Tuesday, November 27, 2007

Charlie Chaplin Retrospective: at the Pacific Film Archive




So for my final field trip I decided to see some of the Charlie Chaplin films that are being shown at the the Pacific Film Archive right now. My favorite film was The Kid. In this film Chaplin plays his usual character "The Tramp," while he takes care of a small orphan boy played by Jackie Coogan (who later became Uncle Fester in The Adams Family). It's a great movie because it's characteristically funny because it's a Chaplin film, but it's also very heartwarming. Everyone should go see it!

Here's what the PFA has to say about the Retrospective.
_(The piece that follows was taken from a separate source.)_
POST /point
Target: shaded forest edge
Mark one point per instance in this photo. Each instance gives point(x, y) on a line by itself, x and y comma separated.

Everybody knows Chaplin’s Tramp. The little figure with the greasepaint moustache and oversized shoes, the bowler and cane of a down-at-heels gentleman, vies with Mickey Mouse for the title of world’s most famous movie character. But how well do we really know Chaplin’s films? The Tramp’s status as a beloved American icon can too easily overshadow the real achievements of Charles Chaplin (1889–1977), which in many ways ran counter to the American mainstream. The Tramp character, first seen onscreen in 1914, was importantly an outsider, a tweaker of the established order; throughout his career, Chaplin managed to combine Victorian sentiment with sharp social critique. His empathy for the poor and downtrodden, rooted in the acute hardships of his own London childhood, continued even through the years of his extraordinary success—at twenty-eight, he was already a millionaire, with complete control over his own productions. Later, as anti-communist paranoia rose in America, his leftist views (along with personal scandals including a trumped-up paternity suit) drove him into exile in England.